From: Ben A. <bax...@co...> - 2008-07-25 15:09:01
|
I have noticed 2 bugs having to do with NaN handling in the scatter() function. And one other bug that seems to be in numpy. 1. The min and max for the axes are not computed properly when there are NaNs in the data. Example: import pylab as pl import numpy as np x = np.asarray([0, 1, 2, 3, None, 5, 6, 7, 8, 9], float) y = np.asarray([0, None, 2, 3, 4, 5, 6, 7, 8, 9], float) ax = pl.subplot(111) ax.scatter(x, y) pl.show() The points with NaN values are left out of the plot as expected, but you will see that everything before the NaN is ignored when computing the axis ranges. (The X axis goes from 4 to 10, cutting off some data, when it should be from -1 to 10. The Y axis goes from 1 to 10 when it should be also be from -1 to 10.) This is rather annoying since these simple calls fix the issue: ax.set_xlim(min(x), max(y)) ax.set_ylim(min(y), max(y)) 2. We see the same behavior for the 'c' axis. Example: import pylab as pl import numpy as np x = np.asarray([0, 1, 2, 3, 4, 5, 6, 7, 8, 9], float) y = np.asarray([0, 1, 2, 3, 4, 5, 6, 7, 8, 9], float) z = np.asarray([0, 1, 2, 3, 4, 5, None, 7, 8, 9], float) ax = pl.subplot(111) ax.scatter(x, y, c=z) pl.show() We see that everything before point 7 has zero color. And we can bandaid fix it by adding: ax.scatter(x, y, c=z, vmin=min(z), vmax=max(z)) Then only the one NaN point has zero color. 3. Both of the above mentioned bandaid fixes suffer from some bug (I think in numpy).
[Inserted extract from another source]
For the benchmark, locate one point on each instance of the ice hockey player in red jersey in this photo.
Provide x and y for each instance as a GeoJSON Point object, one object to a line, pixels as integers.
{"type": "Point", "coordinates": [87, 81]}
Where the min() and max() of a numpy array where the first value is NaN, bugs out: x = np.asarray([None, 1, 2, 3, 4, 5, 6, 7, 8, 9], float) y = np.asarray([0, 1, 2, 3, 4, 5, 6, 7, 8, None], float) z = np.asarray([0, 1, 2, 3, 4, 5, None, 7, 8, 9], float) print min(x), max(x) #prints 1.#QNAN 1.#QNAN print min(y), max(y) #prints 0.0 8.0 print min(z), max(z) #pritns 0.0 9.0 FYI, I am using MatPlotLib version 0.91.4 and NumPy 1.1.0 on windows and Debian Linux. Thanks, -Ben |